The Stuff Substack (“Stuff” is the only nickname any friends ever made stick to me for any length of time and also a good name for a catchall site) is, in my mind, kind of a reboot, or a return to something that’s probably old school.
A site and newsletter for whatever I think is worth writing about but can’t figure out who might buy the writing. And I come up with stuff all the time that interests me intensely but never end up more than tweeting too much about it.
Two other things contributed to me launching the Stuff Substack: One is I got the URL I wanted, which felt like serendipity. I follow a ton of writers and many have Substacks, so I got the impression this service was turning into a Thing. As a result I was shocked when my short and easy-to-remember last name was available still—the last time that happened with a site that was taking off but I didn’t know it was Instagram. And that felt like a squandered opportunity; I ultimately deleted the @huff Instagram because it became a premium address and people were trying to hack it to take it over or leaving shitty comments on the few photos I had there. The other reason I launched this newsletter/blog was I found myself doing a lot of tweet threads, where I’d previously avoided that, finding them tedious.
So it seemed like I was trying to tell myself something.
I can’t rule out adding paid features here, but it’s free for now. This post is a good example of why: It’s just me illuminating something subjective and personal at length, and if I got that from a newsletter I was paying for I’d be annoyed.
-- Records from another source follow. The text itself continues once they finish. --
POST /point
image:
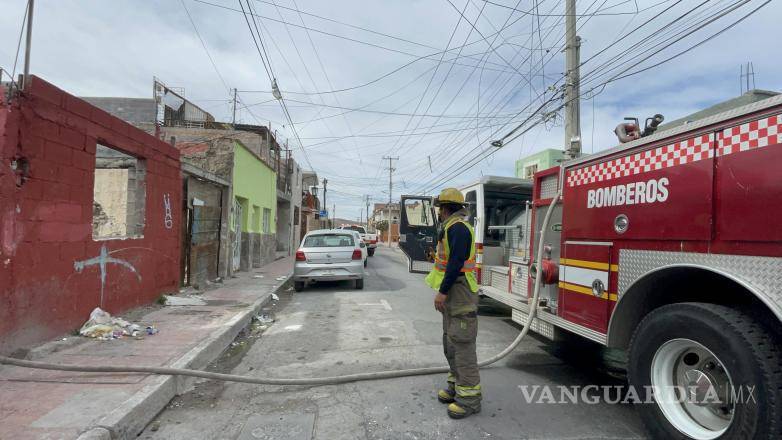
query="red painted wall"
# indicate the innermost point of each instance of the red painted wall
(46, 218)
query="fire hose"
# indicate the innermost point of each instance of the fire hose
(305, 381)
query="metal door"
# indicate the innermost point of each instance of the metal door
(586, 283)
(237, 257)
(418, 232)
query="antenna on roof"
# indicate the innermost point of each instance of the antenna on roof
(747, 77)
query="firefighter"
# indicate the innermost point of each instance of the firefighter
(453, 277)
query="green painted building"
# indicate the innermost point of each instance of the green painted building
(527, 166)
(254, 211)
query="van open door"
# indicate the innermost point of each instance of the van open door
(418, 232)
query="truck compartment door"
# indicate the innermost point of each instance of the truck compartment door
(663, 192)
(748, 188)
(418, 232)
(586, 278)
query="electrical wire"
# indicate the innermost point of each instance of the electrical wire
(332, 380)
(203, 44)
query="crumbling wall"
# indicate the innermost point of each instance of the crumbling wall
(52, 271)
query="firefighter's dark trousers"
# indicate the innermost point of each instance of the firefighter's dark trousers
(460, 328)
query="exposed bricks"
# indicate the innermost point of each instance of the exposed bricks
(83, 160)
(42, 89)
(57, 153)
(58, 134)
(56, 191)
(71, 138)
(73, 176)
(78, 106)
(44, 170)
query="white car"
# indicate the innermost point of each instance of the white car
(329, 255)
(363, 245)
(370, 239)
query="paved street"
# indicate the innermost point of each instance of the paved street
(333, 329)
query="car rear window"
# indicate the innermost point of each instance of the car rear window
(329, 240)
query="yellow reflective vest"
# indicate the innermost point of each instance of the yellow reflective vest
(436, 275)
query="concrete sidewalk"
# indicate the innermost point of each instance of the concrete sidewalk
(38, 404)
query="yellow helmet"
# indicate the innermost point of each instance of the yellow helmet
(449, 195)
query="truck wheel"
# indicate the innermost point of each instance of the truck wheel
(705, 371)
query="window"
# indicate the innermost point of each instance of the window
(329, 240)
(256, 226)
(267, 213)
(530, 171)
(418, 212)
(359, 229)
(119, 195)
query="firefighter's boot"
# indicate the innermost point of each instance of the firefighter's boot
(456, 411)
(447, 395)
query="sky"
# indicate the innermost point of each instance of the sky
(431, 82)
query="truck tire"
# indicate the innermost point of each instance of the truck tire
(718, 348)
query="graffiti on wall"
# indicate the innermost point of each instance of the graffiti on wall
(168, 220)
(102, 261)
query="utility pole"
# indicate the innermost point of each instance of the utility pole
(391, 170)
(28, 44)
(367, 213)
(572, 89)
(233, 117)
(325, 206)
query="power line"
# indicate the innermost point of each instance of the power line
(615, 78)
(203, 44)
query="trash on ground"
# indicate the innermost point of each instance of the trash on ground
(102, 325)
(263, 318)
(183, 300)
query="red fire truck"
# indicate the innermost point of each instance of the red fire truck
(668, 247)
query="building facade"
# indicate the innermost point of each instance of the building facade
(526, 167)
(89, 214)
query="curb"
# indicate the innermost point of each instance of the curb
(131, 417)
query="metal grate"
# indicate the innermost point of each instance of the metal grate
(499, 278)
(520, 278)
(485, 276)
(549, 186)
(542, 328)
(422, 266)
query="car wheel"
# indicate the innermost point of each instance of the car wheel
(705, 371)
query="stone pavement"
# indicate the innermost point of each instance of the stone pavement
(51, 404)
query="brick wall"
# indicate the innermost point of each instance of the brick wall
(52, 272)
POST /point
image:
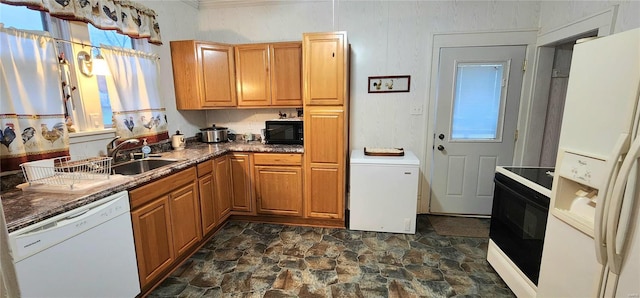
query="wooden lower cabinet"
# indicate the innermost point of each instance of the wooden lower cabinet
(153, 239)
(222, 191)
(325, 161)
(241, 188)
(185, 218)
(207, 202)
(166, 223)
(325, 192)
(279, 190)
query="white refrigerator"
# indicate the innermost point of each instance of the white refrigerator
(592, 240)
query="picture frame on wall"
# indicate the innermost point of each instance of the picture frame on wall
(386, 84)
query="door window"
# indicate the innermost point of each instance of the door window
(478, 102)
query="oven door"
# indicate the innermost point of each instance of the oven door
(518, 223)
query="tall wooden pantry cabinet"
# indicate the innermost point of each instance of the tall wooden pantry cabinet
(325, 70)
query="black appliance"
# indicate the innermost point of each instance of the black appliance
(519, 218)
(284, 132)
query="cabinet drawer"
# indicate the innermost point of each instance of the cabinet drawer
(146, 193)
(205, 168)
(277, 159)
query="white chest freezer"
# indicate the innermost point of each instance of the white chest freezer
(383, 192)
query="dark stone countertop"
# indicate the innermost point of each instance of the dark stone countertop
(24, 208)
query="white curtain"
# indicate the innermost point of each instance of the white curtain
(135, 100)
(32, 122)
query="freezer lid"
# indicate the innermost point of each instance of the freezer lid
(358, 157)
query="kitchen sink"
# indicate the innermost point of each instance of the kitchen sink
(139, 166)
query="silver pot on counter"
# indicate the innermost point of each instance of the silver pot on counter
(214, 134)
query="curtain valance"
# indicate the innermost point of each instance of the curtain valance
(129, 18)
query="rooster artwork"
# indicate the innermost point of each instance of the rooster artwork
(154, 122)
(27, 134)
(8, 135)
(53, 134)
(129, 123)
(148, 125)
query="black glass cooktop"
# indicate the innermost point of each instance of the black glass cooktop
(537, 175)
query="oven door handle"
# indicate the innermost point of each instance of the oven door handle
(622, 145)
(618, 218)
(522, 198)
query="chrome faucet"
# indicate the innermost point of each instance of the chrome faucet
(112, 148)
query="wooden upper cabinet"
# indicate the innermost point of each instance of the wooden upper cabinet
(269, 74)
(325, 68)
(203, 74)
(286, 74)
(252, 75)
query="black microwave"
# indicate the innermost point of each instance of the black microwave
(284, 132)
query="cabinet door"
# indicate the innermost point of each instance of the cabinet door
(252, 75)
(185, 218)
(242, 192)
(153, 239)
(325, 158)
(324, 68)
(222, 188)
(324, 135)
(286, 74)
(279, 190)
(206, 189)
(215, 72)
(325, 192)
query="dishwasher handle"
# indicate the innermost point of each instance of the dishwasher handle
(45, 234)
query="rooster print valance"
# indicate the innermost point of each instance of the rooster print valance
(126, 17)
(32, 123)
(137, 109)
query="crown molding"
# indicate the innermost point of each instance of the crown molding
(244, 3)
(193, 3)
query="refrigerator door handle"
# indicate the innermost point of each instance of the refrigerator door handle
(621, 146)
(614, 224)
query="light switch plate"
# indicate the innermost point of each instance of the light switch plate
(416, 109)
(96, 120)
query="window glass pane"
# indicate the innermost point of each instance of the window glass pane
(111, 38)
(21, 17)
(477, 101)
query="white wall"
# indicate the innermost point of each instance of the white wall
(178, 21)
(241, 121)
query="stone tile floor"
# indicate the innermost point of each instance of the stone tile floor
(267, 260)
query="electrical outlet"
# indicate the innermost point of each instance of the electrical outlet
(416, 109)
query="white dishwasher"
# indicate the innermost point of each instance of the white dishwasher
(85, 252)
(383, 193)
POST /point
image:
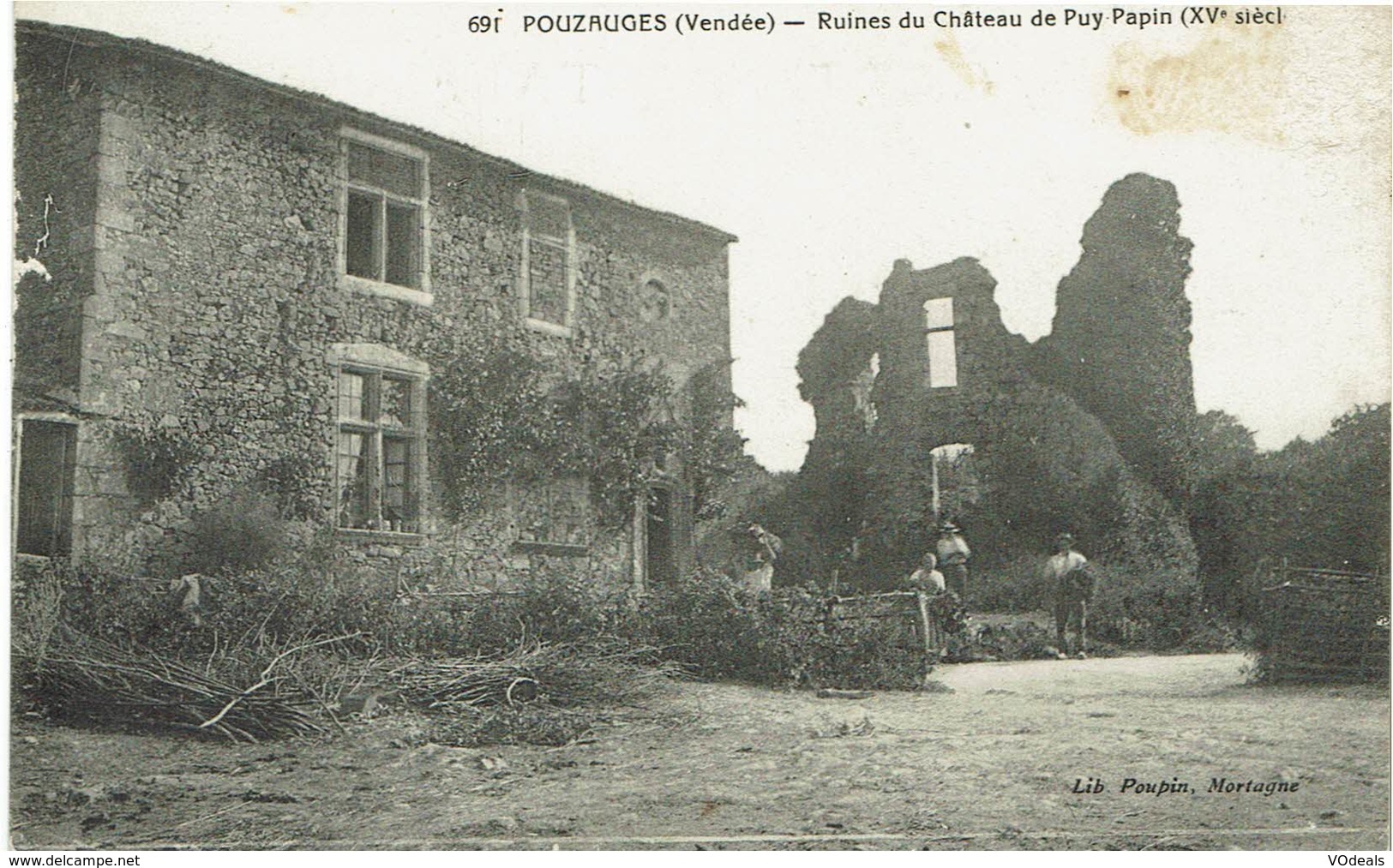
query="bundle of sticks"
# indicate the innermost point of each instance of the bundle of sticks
(89, 680)
(564, 676)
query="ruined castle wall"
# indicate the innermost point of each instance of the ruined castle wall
(1120, 343)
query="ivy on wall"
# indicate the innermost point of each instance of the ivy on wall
(499, 413)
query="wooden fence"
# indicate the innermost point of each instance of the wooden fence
(1324, 626)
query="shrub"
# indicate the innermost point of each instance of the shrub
(720, 630)
(240, 532)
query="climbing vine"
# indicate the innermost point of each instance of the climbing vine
(501, 413)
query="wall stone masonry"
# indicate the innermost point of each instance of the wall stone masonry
(200, 238)
(1084, 431)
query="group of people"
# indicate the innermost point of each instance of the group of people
(943, 572)
(1069, 573)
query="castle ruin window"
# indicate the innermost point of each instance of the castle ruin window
(942, 349)
(546, 290)
(44, 496)
(385, 216)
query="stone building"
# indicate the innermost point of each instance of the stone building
(256, 286)
(1087, 429)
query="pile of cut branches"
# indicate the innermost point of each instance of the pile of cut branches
(564, 676)
(84, 679)
(539, 694)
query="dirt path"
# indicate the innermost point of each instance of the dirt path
(991, 765)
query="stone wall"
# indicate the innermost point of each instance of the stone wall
(1077, 446)
(215, 291)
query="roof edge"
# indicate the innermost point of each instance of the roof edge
(102, 39)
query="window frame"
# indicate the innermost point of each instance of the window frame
(66, 498)
(928, 338)
(376, 362)
(419, 293)
(566, 245)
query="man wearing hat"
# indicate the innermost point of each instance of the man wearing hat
(1073, 581)
(952, 554)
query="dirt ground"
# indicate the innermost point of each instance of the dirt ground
(989, 765)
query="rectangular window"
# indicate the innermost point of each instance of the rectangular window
(381, 449)
(942, 350)
(44, 500)
(548, 284)
(386, 212)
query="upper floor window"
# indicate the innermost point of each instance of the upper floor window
(548, 282)
(381, 440)
(385, 216)
(938, 326)
(653, 302)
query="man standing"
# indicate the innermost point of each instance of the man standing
(1073, 580)
(953, 554)
(758, 562)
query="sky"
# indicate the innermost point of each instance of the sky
(832, 153)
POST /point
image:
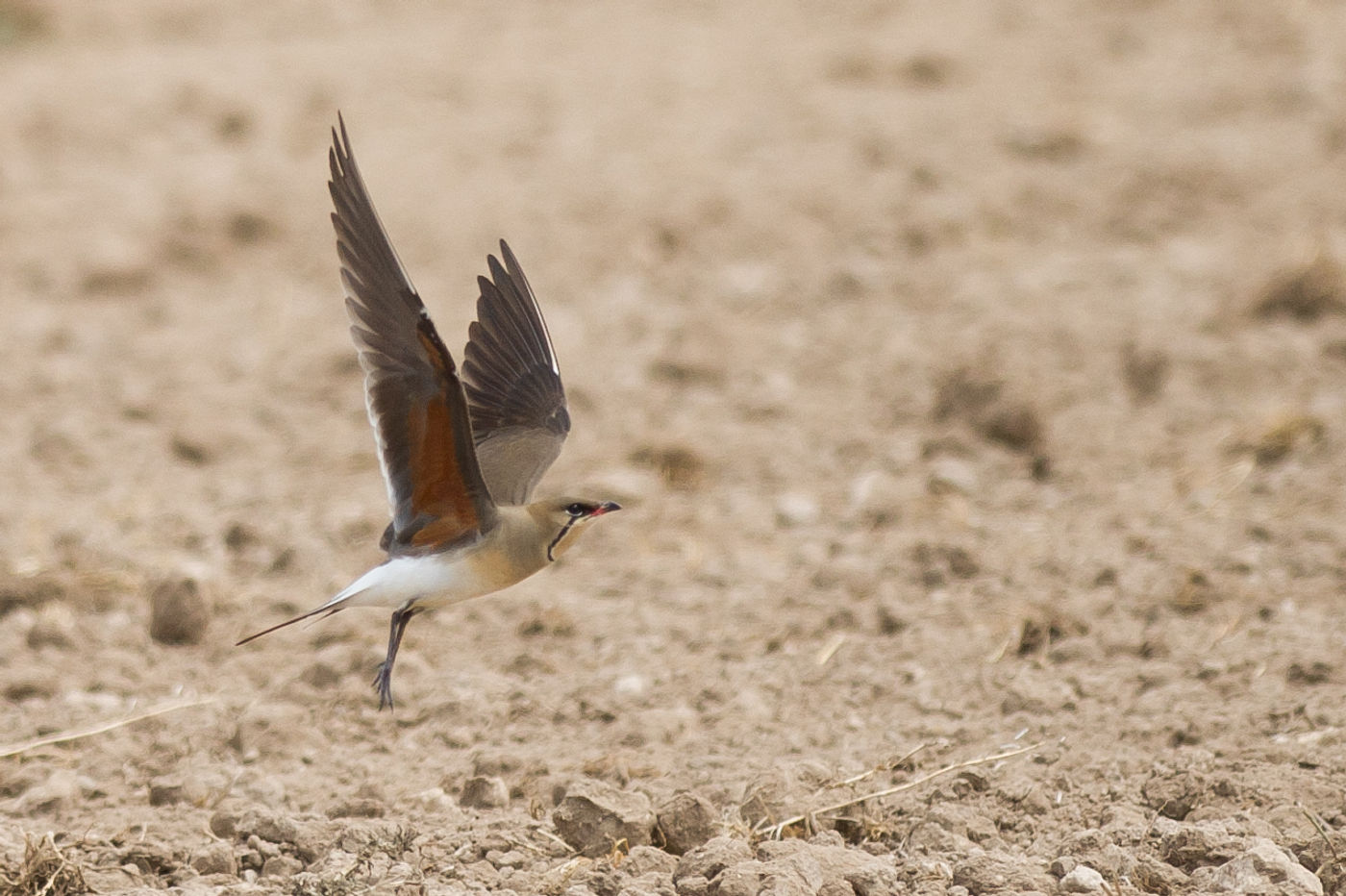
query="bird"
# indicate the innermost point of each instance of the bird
(461, 451)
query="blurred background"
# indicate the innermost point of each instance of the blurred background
(973, 376)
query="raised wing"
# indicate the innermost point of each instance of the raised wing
(412, 390)
(513, 385)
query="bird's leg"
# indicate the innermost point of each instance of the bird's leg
(384, 678)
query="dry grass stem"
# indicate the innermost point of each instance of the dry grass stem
(22, 747)
(778, 829)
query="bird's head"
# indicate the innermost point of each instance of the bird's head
(562, 518)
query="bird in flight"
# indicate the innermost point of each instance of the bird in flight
(461, 452)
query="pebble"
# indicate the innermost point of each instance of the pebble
(1081, 880)
(685, 821)
(1261, 868)
(178, 612)
(165, 791)
(796, 509)
(595, 815)
(282, 866)
(482, 791)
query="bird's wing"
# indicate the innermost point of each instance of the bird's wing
(412, 390)
(513, 385)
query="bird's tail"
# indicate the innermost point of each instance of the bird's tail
(333, 606)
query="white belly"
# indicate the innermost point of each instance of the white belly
(430, 582)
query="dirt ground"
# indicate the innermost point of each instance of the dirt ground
(972, 376)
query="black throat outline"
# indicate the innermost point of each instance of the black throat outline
(559, 535)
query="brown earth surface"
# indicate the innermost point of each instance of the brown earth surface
(972, 374)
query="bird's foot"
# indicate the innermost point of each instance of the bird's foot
(384, 684)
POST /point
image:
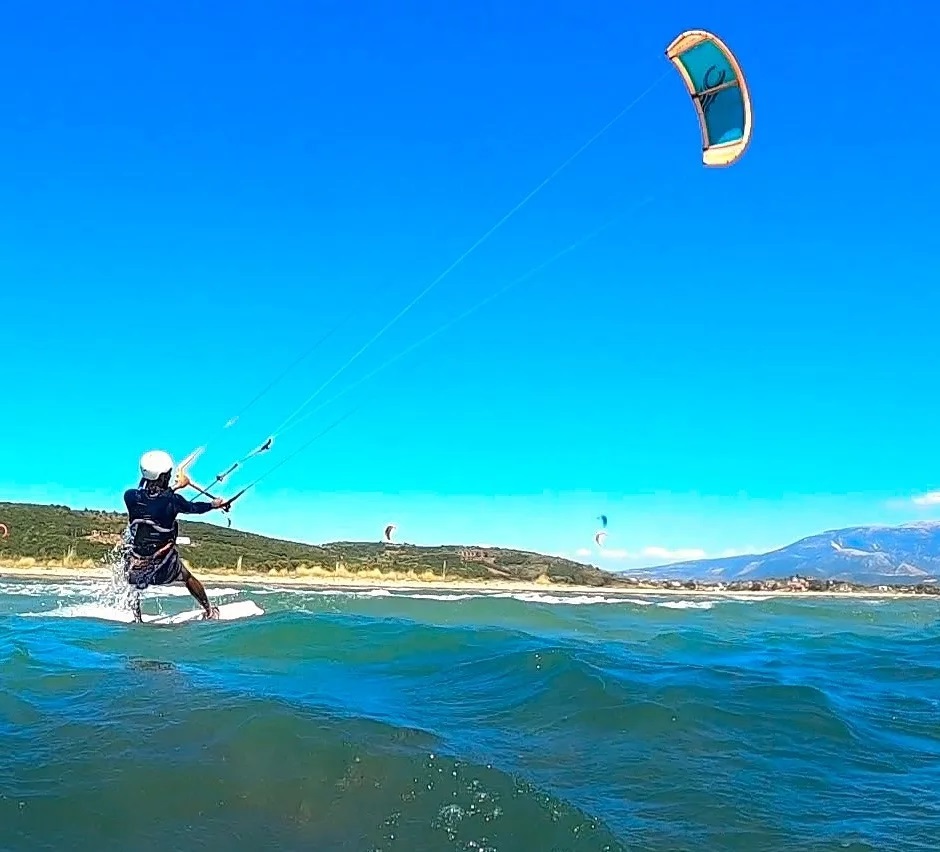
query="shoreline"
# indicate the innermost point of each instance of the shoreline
(352, 583)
That said, when I do something that is initially broadly-focused, subjective, very personal, I inevitably end up narrowing down the field of subjects I think is worth writing about. My impulse to research and report, to really dig deep just takes over.
Even though I initially created this space with a true crime newsletter in mind, making it less specific doesn’t mean I’m going to avoid that, either. My scary Google alerts are plenty of evidence I’m still very interested in the subject.
The point to this Substack for me is to not avoid anything if my instincts say it’s worth writing about. It’s to get comfortable with sometimes being uncomfortable in print. I haven’t done that in a very long time.
It’s also an opportunity for me to have a space where I don’t bother with a lot of the annoying “best practices” I have to use in my work. Little rules like there must always be an image, or I need to think in SEO with every paragraph. There are times I don’t want to follow those rules. Times when I don’t want to give a fuck if my post title is search-engine friendly. I won’t break those rules in my professional life, but something in me needs to break them sometimes to feel free as a writer.
There it is, my fuller introduction and a thumbnail sketch of my history as a writer. I will in the future be more concise—adding editor as a job title has made me a big fan of precision and brevity—but I’m not making any rules as to what I’ll talk about.
I need to be uncomfortable sometimes. So I’ll just do it here.